Pres. Jack lauds efforts to know 'joy of literacy'

Women in the Lansing Michigan Region of the Church are finding that one person can make a difference through the Gospel Literacy Effort.

Relief Society sisters spent a month working on a "Joy of Literacy" project that culminated with the recent visit by Elaine L. Jack, Relief Society general president, and Kate L. Kirkham, Relief Society general board member. Pres. Jack and Sister Kirkham were in Lansing for leadership training and to meet with local Relief Society sisters.About 400 women from the Lansing, Midland, Kalamazoo and Grand Rapids stakes participated in the literacy project.
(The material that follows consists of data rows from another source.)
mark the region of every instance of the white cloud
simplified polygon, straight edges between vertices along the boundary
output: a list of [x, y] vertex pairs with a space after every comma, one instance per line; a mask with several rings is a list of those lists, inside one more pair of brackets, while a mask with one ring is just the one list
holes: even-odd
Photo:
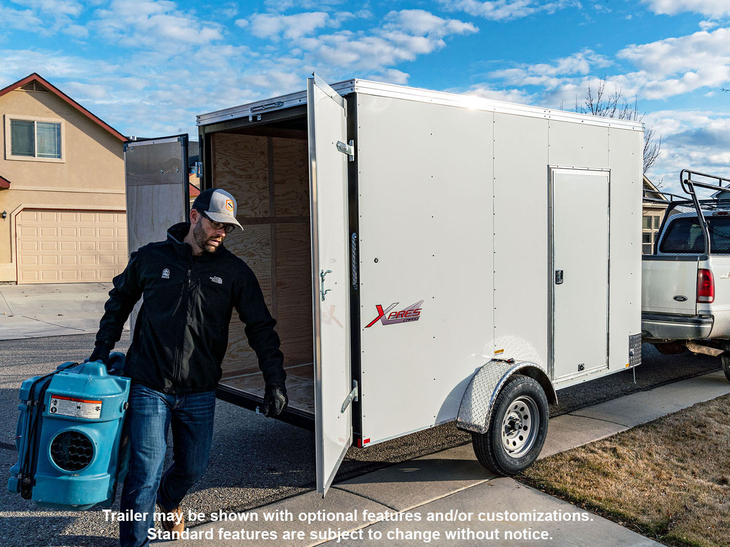
[[313, 34], [323, 27], [339, 27], [342, 21], [352, 17], [345, 13], [331, 16], [325, 12], [309, 12], [293, 15], [261, 13], [249, 18], [251, 34], [259, 38], [285, 38], [294, 39]]
[[368, 74], [365, 77], [367, 79], [374, 79], [378, 82], [404, 85], [408, 83], [408, 78], [410, 77], [410, 74], [396, 69], [385, 69], [379, 72]]
[[85, 38], [89, 35], [88, 29], [81, 25], [69, 25], [63, 29], [63, 31], [74, 38]]
[[487, 83], [472, 85], [466, 93], [469, 95], [474, 95], [484, 98], [521, 104], [531, 104], [535, 99], [534, 96], [526, 93], [520, 89], [496, 89]]
[[83, 5], [76, 0], [12, 0], [12, 2], [56, 17], [78, 17], [84, 9]]
[[[387, 14], [379, 28], [369, 31], [338, 31], [316, 36], [297, 36], [297, 33], [290, 31], [288, 45], [291, 47], [288, 46], [287, 51], [301, 50], [300, 63], [306, 61], [305, 64], [323, 74], [339, 74], [342, 69], [347, 69], [350, 75], [353, 72], [387, 74], [385, 71], [399, 63], [445, 47], [447, 36], [477, 30], [469, 23], [444, 19], [421, 9], [404, 9]], [[279, 50], [274, 49], [268, 54], [277, 53]], [[402, 75], [397, 76], [397, 79], [404, 82]]]
[[556, 0], [542, 4], [535, 0], [439, 0], [445, 9], [463, 11], [493, 21], [510, 20], [537, 13], [554, 13], [567, 7], [581, 7], [577, 0]]
[[101, 37], [114, 43], [139, 47], [202, 45], [223, 38], [221, 27], [199, 19], [169, 0], [112, 0], [91, 23]]
[[17, 28], [21, 31], [35, 31], [43, 24], [30, 9], [21, 11], [3, 6], [0, 6], [0, 20], [6, 30]]
[[674, 15], [682, 12], [694, 12], [708, 17], [730, 15], [727, 0], [642, 0], [654, 13]]
[[663, 177], [666, 191], [680, 193], [677, 181], [681, 169], [727, 175], [730, 164], [730, 117], [727, 115], [664, 110], [647, 114], [644, 121], [662, 136], [661, 154], [650, 178]]
[[604, 55], [599, 55], [592, 50], [585, 49], [550, 63], [519, 65], [511, 69], [493, 71], [489, 76], [503, 80], [510, 85], [542, 85], [554, 88], [565, 81], [563, 77], [588, 74], [594, 68], [602, 68], [610, 64], [610, 61]]
[[285, 12], [293, 7], [302, 9], [325, 9], [332, 6], [338, 6], [345, 0], [266, 0], [266, 7], [276, 12]]
[[721, 87], [730, 82], [730, 28], [631, 44], [617, 57], [639, 69], [626, 78], [646, 98]]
Each sister was challenged to plan and accomplish something in gospel literacy and learning in one of three areas: for self, for family or for community.

Relief Society leaders recorded the results on index cards that were then hung on colorful ribbons and displayed in the cultural hall of the Lansing stake center during the regional training meeting. At the end of the meeting, the cards were put in a hand-quilted pouch and presented to Pres. Jack and Sister Kirkham to take home as a record of the "Joy of Literacy" work.

"I think these women have caught the vision that one person can make a difference," Pres. Jack told the Church News, "even if it only changes their personal outlook that reflects in the family. Home is the place of basic learning, and what a woman does there really makes a difference."

Jean Van Kammen, Grand Rapids Michigan Stake education counselor, coordinated the project, which was spearheaded by the Grand Rapids Relief Society stake presidency.

"We decided on the `Joy of Literacy' work because we wanted the women to participate in something that was fun as well as educational," Sister Van Kammen said. "We also wanted the general presidency and board to see what sisters in our stakes are doing for literacy and the good it is doing for them, their families and their communities."

Literacy efforts ranged from reading the scriptures together as a family to helping with story time at a local library. In her project, one woman read and taped several issues of the Ensign for an elderly sister. One sister helped local school children prepare for a community spelling bee, and another organized a panel to discuss a ballot issue dealing with school funding.

"A lot of sisters have gone out into the community and have really felt good about what they have done," Sister Van Kammen remarked. "Many are reading scriptures as a family and say it has brought them closer together. I think reading is the biggest necessity of life as far as education and gospel learning are concerned."

The Gospel Literacy Effort is an ongoing part of the Relief Society sesquicentennial - celebrated in 1992 - and should be "as much a part of Relief Society as homemaking and visiting teaching," Pres. Jack commented during the leadership meeting. "This Gospel Literacy Effort will make a significant difference in the lives of members."